Lucy - the 3.2 million-year-old discovery

Ethiopia is where one of the oldest human ancestors was found

A reconstruction of Lucy, an Australopithecus afarensis skeleton

Photo · Wikimedia Commons

What is it?

Lucy is the nickname of a very, very old skeleton that was found in Ethiopia in 1974. She is about 3.2 million years old - more than a thousand times older than the Pyramids. Lucy belonged to a kind of early human ancestor, and finding her changed what scientists thought they knew about how humans evolved.

Tell me more

In 1974, a team of scientists were searching the dusty ground in a part of Ethiopia called the Afar region. One of them spotted a small piece of arm bone. Slowly, carefully, they uncovered more pieces - 47 bones in total. It was one of the most complete skeletons of an early human ancestor ever found anywhere in the world.

The scientists nicknamed her Lucy, because they were listening to a Beatles song called 'Lucy in the Sky with Diamonds' the night they celebrated. Her proper scientific name is Australopithecus afarensis - 'the southern ape from Afar'.

Lucy was small - only about 1.1 metres tall, the size of a 5-year-old today. But she walked upright on two legs, just like we do. That was a huge discovery, because it showed that our ancestors started walking upright millions of years before they started having bigger brains.

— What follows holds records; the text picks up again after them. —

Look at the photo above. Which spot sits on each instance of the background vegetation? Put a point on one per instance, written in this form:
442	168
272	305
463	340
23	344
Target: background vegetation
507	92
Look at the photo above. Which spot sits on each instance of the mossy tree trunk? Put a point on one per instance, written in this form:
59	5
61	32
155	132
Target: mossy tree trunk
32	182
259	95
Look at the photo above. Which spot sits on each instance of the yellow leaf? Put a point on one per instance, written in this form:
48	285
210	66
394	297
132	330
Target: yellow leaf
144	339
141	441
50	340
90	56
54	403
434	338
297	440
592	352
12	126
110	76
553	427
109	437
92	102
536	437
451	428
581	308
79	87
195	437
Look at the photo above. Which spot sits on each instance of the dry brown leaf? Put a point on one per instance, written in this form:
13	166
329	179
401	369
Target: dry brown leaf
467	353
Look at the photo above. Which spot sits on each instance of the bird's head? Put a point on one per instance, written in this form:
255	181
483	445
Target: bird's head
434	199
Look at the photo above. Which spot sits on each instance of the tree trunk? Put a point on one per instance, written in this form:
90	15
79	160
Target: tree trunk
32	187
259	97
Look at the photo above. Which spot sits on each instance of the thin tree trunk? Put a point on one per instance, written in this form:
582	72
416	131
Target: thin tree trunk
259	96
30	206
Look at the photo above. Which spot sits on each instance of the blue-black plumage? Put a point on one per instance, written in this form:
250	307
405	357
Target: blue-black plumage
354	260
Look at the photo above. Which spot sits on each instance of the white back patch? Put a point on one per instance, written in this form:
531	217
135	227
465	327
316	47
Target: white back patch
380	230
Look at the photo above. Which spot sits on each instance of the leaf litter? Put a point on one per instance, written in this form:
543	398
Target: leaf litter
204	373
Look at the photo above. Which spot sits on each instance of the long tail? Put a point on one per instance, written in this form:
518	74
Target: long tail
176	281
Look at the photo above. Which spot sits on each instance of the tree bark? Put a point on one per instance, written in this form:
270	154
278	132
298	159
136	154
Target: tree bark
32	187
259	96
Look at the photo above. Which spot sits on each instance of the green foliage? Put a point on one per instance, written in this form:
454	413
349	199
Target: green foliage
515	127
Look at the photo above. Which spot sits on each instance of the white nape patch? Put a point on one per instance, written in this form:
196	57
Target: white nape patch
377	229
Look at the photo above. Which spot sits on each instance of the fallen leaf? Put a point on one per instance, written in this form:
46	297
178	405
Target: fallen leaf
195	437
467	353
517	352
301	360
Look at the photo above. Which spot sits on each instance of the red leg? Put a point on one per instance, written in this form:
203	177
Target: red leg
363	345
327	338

Lucy now lives carefully kept in the National Museum of Ethiopia in the capital, Addis Ababa. Visitors come from all over the world to see her. She is one of the most famous fossils ever found, and Ethiopians often call their country 'the cradle of humanity' because of her.

In the classroom

Walk your class through this in 15 minutes.

Talk together

Discussion prompts

  1. 01How do you think scientists can tell that a tiny bone is 3.2 million years old?
  2. 02Lucy walked on two legs before her brain was big. Why might walking upright be such an important step for early humans?
  3. 03If you could ask Lucy one question, what would it be?
Try this

Classroom activity

Mark out 1.1 metres with chalk on the playground - that's how tall Lucy was. Compare with each other. Then make a class number line going from 'today' back to 3.2 million years ago. Where on the line do you put dinosaurs? Where do you put the pyramids? Where does Lucy go?